La crisis del agua afecta a todas las capas sociales. En la imagen, vecino del barrio residencial de Newlands Spring hacen cola para llenar garrafas con el preciado líquido elemento. Foto: Getty.

Un problema político

Y es que el problema del agua en Ciudad del Cabo ha sido y es político, no técnico. Es necesaria la voluntad de abordar la gestión de los recursos reconociendo que el cambio climático es una realidad, cuyos impactos ya provocaron sequías similares en Australia, São Paulo o California. Y que ninguna ciudad del mundo queda exenta de estos episodios, debiendo controlar su crecimiento y desarrollo, encauzándolo de manera sostenible. Ciudad del Cabo, por ejemplo, ha pasado a tener un 80 por ciento más de población en solo 20 años, al tiempo que la capacidad de las presas solo aumentaba un 15 por ciento.
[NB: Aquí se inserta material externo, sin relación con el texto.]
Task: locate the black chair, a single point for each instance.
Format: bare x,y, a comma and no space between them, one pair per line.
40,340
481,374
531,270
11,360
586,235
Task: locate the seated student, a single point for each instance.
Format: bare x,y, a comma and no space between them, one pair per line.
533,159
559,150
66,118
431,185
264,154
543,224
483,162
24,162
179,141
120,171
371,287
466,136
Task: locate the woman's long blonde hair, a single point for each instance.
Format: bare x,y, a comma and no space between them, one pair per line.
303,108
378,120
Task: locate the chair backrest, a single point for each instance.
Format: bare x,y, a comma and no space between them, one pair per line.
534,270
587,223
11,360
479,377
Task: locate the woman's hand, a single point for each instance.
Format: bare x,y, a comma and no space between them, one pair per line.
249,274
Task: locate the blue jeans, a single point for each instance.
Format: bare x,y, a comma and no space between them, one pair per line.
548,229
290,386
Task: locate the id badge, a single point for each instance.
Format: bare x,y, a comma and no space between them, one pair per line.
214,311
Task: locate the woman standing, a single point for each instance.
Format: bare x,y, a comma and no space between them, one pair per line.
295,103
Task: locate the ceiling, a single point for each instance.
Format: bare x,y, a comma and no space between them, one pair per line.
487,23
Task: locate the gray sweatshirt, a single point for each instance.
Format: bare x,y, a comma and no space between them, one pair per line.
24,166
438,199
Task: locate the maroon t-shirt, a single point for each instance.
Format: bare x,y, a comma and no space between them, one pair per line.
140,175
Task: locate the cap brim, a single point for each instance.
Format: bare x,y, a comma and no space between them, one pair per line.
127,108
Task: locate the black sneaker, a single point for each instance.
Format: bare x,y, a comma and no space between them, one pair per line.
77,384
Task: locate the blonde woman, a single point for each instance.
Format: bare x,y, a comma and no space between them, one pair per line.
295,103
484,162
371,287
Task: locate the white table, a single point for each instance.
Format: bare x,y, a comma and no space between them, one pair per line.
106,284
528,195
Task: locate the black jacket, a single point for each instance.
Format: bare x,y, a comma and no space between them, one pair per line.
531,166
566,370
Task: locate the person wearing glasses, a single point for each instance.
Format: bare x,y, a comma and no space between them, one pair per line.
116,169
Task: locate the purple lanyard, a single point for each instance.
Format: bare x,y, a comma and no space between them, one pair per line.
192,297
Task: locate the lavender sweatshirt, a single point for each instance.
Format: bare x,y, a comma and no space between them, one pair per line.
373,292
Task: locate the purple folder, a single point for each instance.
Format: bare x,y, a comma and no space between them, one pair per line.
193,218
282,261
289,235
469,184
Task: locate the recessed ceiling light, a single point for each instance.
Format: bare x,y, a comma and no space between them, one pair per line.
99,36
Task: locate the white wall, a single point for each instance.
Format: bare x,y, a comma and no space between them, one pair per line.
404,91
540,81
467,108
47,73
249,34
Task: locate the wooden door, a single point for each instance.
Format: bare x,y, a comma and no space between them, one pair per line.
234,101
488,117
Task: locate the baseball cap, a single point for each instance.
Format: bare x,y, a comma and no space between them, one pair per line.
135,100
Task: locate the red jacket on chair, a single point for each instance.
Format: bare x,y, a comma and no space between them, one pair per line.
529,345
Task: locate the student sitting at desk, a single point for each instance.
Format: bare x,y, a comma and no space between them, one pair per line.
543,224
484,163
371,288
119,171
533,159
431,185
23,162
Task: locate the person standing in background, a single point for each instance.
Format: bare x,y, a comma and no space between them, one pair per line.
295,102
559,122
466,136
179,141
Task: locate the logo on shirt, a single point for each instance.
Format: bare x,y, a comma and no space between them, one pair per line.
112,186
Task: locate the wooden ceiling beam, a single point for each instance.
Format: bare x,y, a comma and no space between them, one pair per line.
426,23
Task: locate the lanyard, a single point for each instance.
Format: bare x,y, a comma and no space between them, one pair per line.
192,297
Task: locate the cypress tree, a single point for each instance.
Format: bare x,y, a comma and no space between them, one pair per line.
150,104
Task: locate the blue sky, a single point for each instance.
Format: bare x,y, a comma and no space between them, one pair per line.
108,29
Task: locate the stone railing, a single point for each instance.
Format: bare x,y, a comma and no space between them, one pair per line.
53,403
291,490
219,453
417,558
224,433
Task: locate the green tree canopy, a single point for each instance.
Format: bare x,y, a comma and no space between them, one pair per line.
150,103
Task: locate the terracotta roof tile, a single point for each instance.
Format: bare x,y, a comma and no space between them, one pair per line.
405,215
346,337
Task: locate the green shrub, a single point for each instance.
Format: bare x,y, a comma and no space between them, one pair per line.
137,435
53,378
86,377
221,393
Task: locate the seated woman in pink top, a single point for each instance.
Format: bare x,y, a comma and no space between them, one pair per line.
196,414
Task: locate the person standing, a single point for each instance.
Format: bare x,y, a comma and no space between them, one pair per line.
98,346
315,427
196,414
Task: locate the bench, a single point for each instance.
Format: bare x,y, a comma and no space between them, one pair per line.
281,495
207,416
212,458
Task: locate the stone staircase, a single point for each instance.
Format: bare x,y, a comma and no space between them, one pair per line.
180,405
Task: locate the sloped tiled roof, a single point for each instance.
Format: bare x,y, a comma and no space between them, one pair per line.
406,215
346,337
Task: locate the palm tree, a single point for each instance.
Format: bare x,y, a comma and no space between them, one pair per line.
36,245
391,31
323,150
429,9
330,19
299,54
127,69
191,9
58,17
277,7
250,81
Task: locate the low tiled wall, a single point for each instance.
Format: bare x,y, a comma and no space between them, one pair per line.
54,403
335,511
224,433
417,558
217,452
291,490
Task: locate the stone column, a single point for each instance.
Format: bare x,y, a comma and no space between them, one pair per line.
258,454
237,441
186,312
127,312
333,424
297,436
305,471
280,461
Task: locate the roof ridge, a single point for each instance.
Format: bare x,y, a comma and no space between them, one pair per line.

Pero frente a la realidad, el ámbito político ha impuesto su torpeza. Ciudad del Cabo está gobernada por la principal fuerza opositora en el país, la Alianza Democrática (AD), la cual, además, gobierna la región. Frente a la crisis, la alcaldesa de la ciudad, Patricia De Lille, ha quedado desautorizada por el líder de AD, Mmusi Maimane, que se ha autonombrado persona responsable ante la crisis a pesar de que solo es diputado nacional. Los límites de la democracia y de las instituciones quedan completamente traspasados, al confundirse administración y partido político.

A este coctel, se ha sumado la ex alcaldesa y actual presidenta regional de AD, Helen Zille, quien ha hecho un relato del «Día Cero» lleno de visiones apocalípticas llamando a la militarización de los recursos para evitar la anarquía. Un relato que, como señalan diversos analistas, solo refleja la visión de la élite de la ciudad, temerosa de perder sus privilegios y sus reservas particulares frente a la capacidad de un fenómeno como el del cambio climático que nos equipara a todos y a todas.